Amanda Sthers publie Lettre d’amour sans le dire aux éditions Grasset. La vibrante déclaration d’une femme qui redécouvre son désir.
Alice a 48 ans et une vie simple – trop simple ? Alice n’est pas heureuse. Elle se sent inutile. Sa fille vient de se marier avec un homme très riche et semble prendre ses distances. Alice serait-elle devenue encombrante ? Sa fille aurait-elle honte d’elle ? Une mère qui a toujours vécu seule, qui l’a élevée seule et qui parcourt la vie toute seule. Ce que la fille ignore, c’est le passé souvent trop sombre de cette femme qui a tout fait pour lui donner – à elle – une vie meilleure. Car le passé d’Alice n’est que la somme d’humiliations et de violences. Rejetée et mise à la porte par le père lorsqu’il découvre qu’elle est enceinte, Alice devra se débrouiller. La vie devient brutalités et abus. Mais Alice forcera le destin pour s’en sortir. Elle travaillera fort et deviendra professeur de français. Pourtant, il manque quelque chose, tout semble peser dans la vie d’Alice. Jusqu’au jour où elle décide d’entrer dans un salon de massage et là tout bascule.
Lettre à un inconnu
Alice entre dans ce lieu sans trop savoir pourquoi. Elle a honte de son corps, elle ne veut pas le montrer, encore moins être touchée. Mais elle entre, boit un thé, gravit quelques marches. C’est la première fois. Puis un masseur japonais surgit, sans un mot, avec grâce. Et la révélation apparaît d’un coup : Alice a un corps et à l’intérieur de celui-ci des sentiments profonds, secrets, douloureux.
Alice revient de nombreuses fois chez le masseur. Des sentiments grandissent et la submergent, cet homme est en train de la révéler à elle-même. De lui redonner un corps, une existence. Pour la première fois, l’amour l’envahit. Alors elle prend des cours de japonais, s’intéresse à cette culture, regarde des films nippons. Elle voudrait parler, échanger avec le masseur si silencieux. Et c’est dans une longue lettre, sans pudeur, qu’elle lui raconte tout, sa vie blessée et son amour pour lui.
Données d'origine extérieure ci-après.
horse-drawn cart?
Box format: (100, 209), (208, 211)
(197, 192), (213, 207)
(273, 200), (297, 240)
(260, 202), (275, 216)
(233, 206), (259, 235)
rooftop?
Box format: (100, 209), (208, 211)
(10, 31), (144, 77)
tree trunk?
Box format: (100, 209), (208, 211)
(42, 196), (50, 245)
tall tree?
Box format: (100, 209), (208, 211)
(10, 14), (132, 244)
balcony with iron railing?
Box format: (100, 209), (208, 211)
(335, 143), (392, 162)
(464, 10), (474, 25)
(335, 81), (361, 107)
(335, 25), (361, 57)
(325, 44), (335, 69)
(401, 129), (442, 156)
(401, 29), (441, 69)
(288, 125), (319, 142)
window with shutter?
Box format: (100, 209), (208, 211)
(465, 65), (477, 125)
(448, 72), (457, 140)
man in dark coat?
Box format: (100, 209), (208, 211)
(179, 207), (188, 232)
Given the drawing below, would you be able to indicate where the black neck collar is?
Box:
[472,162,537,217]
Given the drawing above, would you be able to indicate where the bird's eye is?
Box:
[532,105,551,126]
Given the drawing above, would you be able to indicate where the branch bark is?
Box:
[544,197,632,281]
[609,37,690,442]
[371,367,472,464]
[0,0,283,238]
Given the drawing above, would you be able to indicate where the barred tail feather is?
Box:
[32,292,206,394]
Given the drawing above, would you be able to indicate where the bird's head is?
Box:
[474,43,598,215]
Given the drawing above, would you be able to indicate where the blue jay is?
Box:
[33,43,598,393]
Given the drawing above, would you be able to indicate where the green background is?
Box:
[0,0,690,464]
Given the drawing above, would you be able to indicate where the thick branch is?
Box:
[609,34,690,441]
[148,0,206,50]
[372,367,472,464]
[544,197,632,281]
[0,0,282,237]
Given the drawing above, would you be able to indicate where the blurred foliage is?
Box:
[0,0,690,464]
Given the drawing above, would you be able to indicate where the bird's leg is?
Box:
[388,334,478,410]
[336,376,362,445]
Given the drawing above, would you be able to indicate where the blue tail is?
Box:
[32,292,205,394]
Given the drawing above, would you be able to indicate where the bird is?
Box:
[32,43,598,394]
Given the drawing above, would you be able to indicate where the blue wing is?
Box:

Une confidence qui, comme une lettre à la mer, dévoile le portrait d’une femme bouleversante, d’une femme qui voulait simplement être un peu visible. Ce texte profond et émouvant nous fait penser à la Lettre à un inconnu de Stephen Zweig. On y retrouve la même émotion tissée avec force et déterminisme. Amanda Sthers nous propose également la lecture moderne des sentiments intimes et charnels d’une femme qui n’a pas renoncé à l’amour, malgré tout. Sublime !
Amanda Sthers, Lettre d’amour sans le dire, Grasset, 140 p.